Jim Gallacher wrote:
Gregory (Grisha) Trubetskoy wrote:

I don't know what the specific issue is with parsed_uri, if this is a mod_python bug it should just be fixed BUT if this is an issue with httpd, I don't think we should cover the problem up by having mod_python "fix" it. Since we are part of the HTTP Server project, we should just fix it in httpd.

Either way, it should be fixed.

I think maybe it's not really broken.

In case anyone is not familiar with the issue, a request for http://example.com/tests/mptest?view=form currently gives a tuple that looks something like this:

That's not true. That's what you might see in your client browser, but (usually) it only asks for /tests/mptest?view=form, regardless of the name it used to find the server. It may use the Host: header to negotiate the right virtual host, but the Host: header is not part of the string that parsed_uri is actually parsing.

(None, None, None, None, None, None, '/tests/mptest', 'view=form', None)

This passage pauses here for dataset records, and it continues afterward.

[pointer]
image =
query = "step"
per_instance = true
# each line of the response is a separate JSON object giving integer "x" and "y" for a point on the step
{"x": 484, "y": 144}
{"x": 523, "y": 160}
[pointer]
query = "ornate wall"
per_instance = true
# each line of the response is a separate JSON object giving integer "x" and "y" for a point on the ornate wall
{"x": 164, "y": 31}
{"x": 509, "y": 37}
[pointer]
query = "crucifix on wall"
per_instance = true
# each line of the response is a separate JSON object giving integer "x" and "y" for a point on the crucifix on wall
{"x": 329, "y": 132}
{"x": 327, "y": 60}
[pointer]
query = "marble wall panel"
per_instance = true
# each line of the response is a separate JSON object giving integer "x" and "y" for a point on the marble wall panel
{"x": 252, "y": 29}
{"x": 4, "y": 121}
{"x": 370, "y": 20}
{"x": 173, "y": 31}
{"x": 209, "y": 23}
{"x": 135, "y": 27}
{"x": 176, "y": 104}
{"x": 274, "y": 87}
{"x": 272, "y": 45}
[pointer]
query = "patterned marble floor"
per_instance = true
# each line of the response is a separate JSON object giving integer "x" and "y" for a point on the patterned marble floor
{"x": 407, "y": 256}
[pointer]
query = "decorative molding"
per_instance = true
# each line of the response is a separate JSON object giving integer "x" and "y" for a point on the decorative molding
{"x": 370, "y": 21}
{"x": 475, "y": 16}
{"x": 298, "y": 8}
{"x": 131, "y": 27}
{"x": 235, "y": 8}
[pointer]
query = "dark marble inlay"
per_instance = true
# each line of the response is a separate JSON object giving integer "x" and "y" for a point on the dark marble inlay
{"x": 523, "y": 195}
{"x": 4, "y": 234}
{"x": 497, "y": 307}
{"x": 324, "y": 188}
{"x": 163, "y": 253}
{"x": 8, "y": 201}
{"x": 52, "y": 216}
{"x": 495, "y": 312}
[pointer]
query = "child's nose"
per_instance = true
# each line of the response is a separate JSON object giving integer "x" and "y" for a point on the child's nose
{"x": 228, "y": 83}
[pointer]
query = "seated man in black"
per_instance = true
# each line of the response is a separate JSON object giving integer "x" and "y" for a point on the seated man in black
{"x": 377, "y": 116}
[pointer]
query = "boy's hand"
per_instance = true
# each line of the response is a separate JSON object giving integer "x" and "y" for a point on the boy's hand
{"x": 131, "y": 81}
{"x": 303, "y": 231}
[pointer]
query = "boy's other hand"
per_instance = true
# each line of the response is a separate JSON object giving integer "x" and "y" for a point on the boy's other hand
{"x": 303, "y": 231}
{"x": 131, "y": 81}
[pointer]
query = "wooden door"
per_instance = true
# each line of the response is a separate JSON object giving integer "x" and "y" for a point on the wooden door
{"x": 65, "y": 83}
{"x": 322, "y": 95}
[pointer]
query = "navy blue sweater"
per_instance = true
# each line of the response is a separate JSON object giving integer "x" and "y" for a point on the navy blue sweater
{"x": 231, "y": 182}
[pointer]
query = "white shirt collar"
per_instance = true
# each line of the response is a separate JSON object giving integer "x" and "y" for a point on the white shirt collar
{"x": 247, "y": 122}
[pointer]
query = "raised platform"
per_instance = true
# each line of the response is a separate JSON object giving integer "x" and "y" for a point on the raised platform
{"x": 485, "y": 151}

which is not what we expect. This is what the mod_python docs have to say:

parsed_uri
Tuple. The URI broken down into pieces. (scheme, hostinfo, user, password, hostname, port, path, query, fragment). The apache module defines a set of URI_* constants that should be used to access elements of this tuple. Example:

fname = req.parsed_uri[apache.URI_PATH]

    (Read-Only)

This is all correct. I think the problem is that developers are hoping to use parsed_uri in a use case for which it is inappropriate. Those values are populated *if present* in the supplied request URI, but the only *minimal* requirement would be a "/" for the path.

If you want to know what resource the client *really* requested (and inquiring minds do), you *must not* attempt to rewrite or repopulate this.